Second, the benchmark provides a transparent look at the performance of leading models like Gemini 3 Pro in a specialized context. This transparency is vital for enterprises and developers who need to know the true capabilities of the models they are integrating into their systems. As reasoning becomes a core requirement for AI applications in fields like engineering, law, and medicine, benchmarks like General 365 will become essential tools for vetting and selecting the right technology. Finally, Meituan's contribution to the open-source or public evaluation space reinforces the importance of independent, rigorous testing in an industry often characterized by rapid, unverified claims of "human-level" performance.

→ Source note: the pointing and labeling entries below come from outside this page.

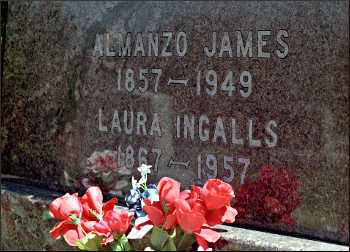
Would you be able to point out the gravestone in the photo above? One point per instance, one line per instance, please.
(198, 90)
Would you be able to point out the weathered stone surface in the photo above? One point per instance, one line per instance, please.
(297, 110)
(24, 228)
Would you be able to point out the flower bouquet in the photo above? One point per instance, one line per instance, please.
(159, 217)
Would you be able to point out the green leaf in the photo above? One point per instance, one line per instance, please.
(123, 240)
(46, 215)
(158, 238)
(76, 221)
(116, 246)
(90, 242)
(186, 241)
(165, 209)
(170, 246)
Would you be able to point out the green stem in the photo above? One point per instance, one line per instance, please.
(82, 229)
(182, 240)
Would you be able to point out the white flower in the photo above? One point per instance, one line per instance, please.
(134, 183)
(144, 169)
(200, 248)
(154, 197)
(142, 181)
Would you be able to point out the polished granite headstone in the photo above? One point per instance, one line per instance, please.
(253, 92)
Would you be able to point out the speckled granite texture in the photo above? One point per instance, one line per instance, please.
(24, 227)
(294, 115)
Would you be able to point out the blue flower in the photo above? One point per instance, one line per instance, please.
(151, 190)
(132, 198)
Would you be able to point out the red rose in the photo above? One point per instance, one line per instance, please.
(216, 194)
(169, 190)
(70, 232)
(118, 220)
(113, 220)
(154, 211)
(218, 216)
(205, 235)
(189, 217)
(63, 207)
(92, 199)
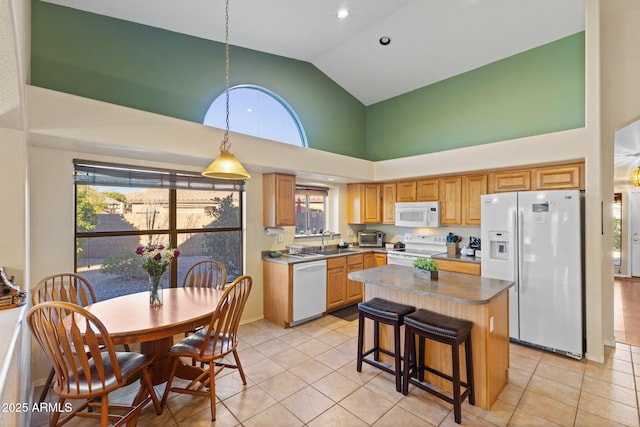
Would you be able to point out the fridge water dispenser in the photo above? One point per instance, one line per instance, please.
(499, 245)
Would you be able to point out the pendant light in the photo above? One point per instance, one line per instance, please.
(226, 166)
(635, 177)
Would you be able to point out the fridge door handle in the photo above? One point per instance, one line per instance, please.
(520, 253)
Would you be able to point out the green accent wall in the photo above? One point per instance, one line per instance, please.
(535, 92)
(175, 75)
(532, 93)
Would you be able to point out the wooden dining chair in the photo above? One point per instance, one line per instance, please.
(210, 345)
(208, 273)
(90, 375)
(67, 287)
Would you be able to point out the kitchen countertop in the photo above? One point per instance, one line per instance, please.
(456, 287)
(461, 258)
(284, 259)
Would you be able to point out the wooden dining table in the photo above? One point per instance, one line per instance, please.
(129, 319)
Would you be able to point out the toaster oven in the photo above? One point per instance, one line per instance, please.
(370, 239)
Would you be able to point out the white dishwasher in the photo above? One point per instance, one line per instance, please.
(309, 290)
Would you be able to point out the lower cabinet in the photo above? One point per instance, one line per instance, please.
(341, 291)
(336, 283)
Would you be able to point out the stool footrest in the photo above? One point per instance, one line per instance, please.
(432, 390)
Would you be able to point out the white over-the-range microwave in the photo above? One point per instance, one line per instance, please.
(418, 214)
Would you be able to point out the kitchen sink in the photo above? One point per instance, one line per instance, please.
(335, 251)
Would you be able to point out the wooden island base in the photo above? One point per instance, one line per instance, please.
(489, 315)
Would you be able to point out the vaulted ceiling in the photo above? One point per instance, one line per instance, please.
(430, 39)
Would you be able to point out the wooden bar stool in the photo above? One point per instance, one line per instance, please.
(390, 313)
(448, 330)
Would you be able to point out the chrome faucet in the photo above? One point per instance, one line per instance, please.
(322, 238)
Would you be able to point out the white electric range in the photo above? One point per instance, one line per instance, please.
(417, 246)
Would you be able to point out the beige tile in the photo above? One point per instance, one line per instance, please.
(283, 385)
(610, 391)
(272, 347)
(249, 402)
(565, 376)
(307, 403)
(428, 407)
(608, 409)
(603, 373)
(554, 411)
(335, 358)
(313, 347)
(522, 350)
(259, 372)
(499, 414)
(332, 338)
(399, 417)
(555, 390)
(312, 329)
(586, 419)
(311, 371)
(519, 377)
(276, 414)
(384, 385)
(337, 416)
(229, 385)
(522, 363)
(366, 405)
(563, 362)
(511, 394)
(290, 358)
(362, 378)
(522, 418)
(335, 386)
(295, 338)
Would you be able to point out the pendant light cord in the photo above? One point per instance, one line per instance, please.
(224, 147)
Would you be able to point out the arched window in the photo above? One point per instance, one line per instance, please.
(256, 111)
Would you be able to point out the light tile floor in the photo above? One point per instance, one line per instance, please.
(306, 376)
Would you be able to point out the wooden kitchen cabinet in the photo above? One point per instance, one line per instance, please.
(407, 191)
(380, 259)
(473, 186)
(389, 203)
(427, 190)
(364, 203)
(458, 266)
(451, 200)
(562, 177)
(278, 200)
(519, 180)
(370, 260)
(277, 291)
(354, 289)
(336, 283)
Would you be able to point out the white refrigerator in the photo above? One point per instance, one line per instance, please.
(536, 240)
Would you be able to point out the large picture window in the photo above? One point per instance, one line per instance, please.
(119, 208)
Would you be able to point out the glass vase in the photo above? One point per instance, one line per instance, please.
(155, 290)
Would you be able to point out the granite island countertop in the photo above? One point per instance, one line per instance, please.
(456, 287)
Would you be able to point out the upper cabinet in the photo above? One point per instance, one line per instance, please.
(451, 200)
(364, 203)
(565, 177)
(510, 181)
(278, 200)
(406, 191)
(473, 186)
(558, 177)
(427, 190)
(389, 203)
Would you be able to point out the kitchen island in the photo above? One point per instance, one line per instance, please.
(483, 301)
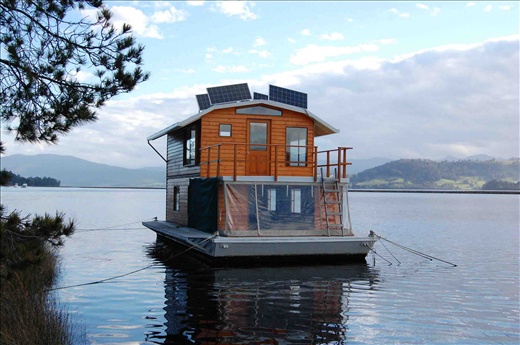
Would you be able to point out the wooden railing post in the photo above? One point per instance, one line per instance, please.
(209, 162)
(344, 162)
(315, 153)
(235, 162)
(276, 163)
(339, 165)
(328, 163)
(218, 160)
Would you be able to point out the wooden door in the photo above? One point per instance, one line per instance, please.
(258, 150)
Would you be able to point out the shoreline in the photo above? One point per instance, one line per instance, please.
(355, 190)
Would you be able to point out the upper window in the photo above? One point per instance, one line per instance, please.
(225, 130)
(176, 198)
(191, 145)
(296, 201)
(296, 149)
(271, 199)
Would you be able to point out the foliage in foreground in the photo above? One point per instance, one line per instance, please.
(59, 63)
(29, 313)
(30, 181)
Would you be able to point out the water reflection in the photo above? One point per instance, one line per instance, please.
(257, 305)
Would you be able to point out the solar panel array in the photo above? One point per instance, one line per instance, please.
(240, 92)
(229, 93)
(287, 96)
(257, 95)
(203, 101)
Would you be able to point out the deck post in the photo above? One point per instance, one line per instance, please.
(209, 162)
(218, 160)
(339, 165)
(235, 162)
(276, 163)
(315, 153)
(328, 163)
(344, 162)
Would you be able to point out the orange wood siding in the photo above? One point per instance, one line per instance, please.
(210, 136)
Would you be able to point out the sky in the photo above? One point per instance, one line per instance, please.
(398, 79)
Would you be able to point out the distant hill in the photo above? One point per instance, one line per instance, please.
(359, 165)
(423, 173)
(76, 172)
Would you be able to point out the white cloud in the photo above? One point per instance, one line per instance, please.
(259, 41)
(433, 11)
(195, 2)
(314, 53)
(334, 36)
(262, 53)
(399, 13)
(236, 8)
(452, 100)
(387, 41)
(140, 23)
(171, 15)
(231, 69)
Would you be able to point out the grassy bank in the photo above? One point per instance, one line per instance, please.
(29, 267)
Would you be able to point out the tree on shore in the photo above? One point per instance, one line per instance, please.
(57, 66)
(56, 69)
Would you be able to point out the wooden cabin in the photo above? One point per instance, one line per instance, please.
(248, 166)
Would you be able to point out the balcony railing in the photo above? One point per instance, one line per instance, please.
(234, 159)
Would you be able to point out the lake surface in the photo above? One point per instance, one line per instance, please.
(177, 300)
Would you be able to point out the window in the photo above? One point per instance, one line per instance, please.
(176, 198)
(296, 201)
(191, 145)
(225, 130)
(258, 135)
(296, 149)
(271, 199)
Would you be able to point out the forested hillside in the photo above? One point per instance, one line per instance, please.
(14, 179)
(423, 173)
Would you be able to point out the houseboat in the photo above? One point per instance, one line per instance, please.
(246, 182)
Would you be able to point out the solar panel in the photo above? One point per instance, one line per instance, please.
(229, 93)
(203, 101)
(257, 95)
(287, 96)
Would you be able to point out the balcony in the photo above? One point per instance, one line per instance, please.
(243, 159)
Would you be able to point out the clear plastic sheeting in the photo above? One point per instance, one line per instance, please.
(277, 210)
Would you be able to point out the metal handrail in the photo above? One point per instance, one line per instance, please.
(312, 159)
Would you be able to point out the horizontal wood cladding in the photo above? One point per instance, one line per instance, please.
(233, 159)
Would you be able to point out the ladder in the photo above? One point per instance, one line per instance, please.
(333, 206)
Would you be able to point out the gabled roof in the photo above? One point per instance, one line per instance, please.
(320, 127)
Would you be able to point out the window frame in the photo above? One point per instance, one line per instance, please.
(176, 198)
(296, 208)
(230, 130)
(288, 152)
(187, 136)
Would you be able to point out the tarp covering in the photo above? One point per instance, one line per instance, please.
(280, 207)
(203, 204)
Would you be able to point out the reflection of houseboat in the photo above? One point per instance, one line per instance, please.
(244, 180)
(260, 305)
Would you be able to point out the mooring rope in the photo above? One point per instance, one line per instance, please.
(413, 251)
(376, 253)
(134, 271)
(116, 226)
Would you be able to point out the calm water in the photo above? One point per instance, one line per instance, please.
(180, 301)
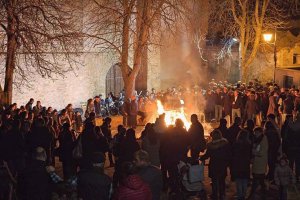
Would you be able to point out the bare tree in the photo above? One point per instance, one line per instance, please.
(35, 36)
(128, 27)
(246, 21)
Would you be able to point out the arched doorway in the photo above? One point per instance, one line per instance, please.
(114, 80)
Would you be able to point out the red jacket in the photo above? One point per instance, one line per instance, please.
(133, 188)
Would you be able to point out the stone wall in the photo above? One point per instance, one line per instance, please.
(76, 87)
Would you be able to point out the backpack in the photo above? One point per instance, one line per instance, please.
(77, 151)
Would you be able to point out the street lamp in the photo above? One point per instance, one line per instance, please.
(268, 37)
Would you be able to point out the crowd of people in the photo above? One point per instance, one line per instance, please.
(257, 141)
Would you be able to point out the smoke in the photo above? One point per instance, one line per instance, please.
(183, 67)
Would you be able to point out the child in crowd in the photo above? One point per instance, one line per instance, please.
(283, 177)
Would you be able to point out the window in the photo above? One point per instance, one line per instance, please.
(296, 58)
(288, 81)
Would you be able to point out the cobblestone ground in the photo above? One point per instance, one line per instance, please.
(272, 192)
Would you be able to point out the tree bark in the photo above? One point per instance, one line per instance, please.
(10, 53)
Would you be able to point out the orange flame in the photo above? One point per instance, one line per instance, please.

Frequently Asked Questions
Question: What is the primary purpose of the General 365 benchmark?
General 365 was developed by the Meituan LongCat team to serve as a new standard for evaluating the reasoning capabilities of large language models. It aims to provide a more rigorous and accurate measure of a model's ability to perform complex logical tasks compared to traditional benchmarks.
Question: How did the top-performing models fare on General 365?
According to the results released by Meituan, Gemini 3 Pro was the highest-performing model among the 26 tested, achieving an accuracy rate of 62.8%. However, the majority of the other mainstream models failed to reach the 60% passing mark, indicating the high difficulty of the benchmark.
Question: Why is the 60% accuracy mark significant in this context?
The 60% mark is considered the "passing line" for the General 365 benchmark. The fact that most mainstream models failed to reach this score suggests that current AI technology still has significant room for improvement in the area of complex reasoning and logical problem-solving.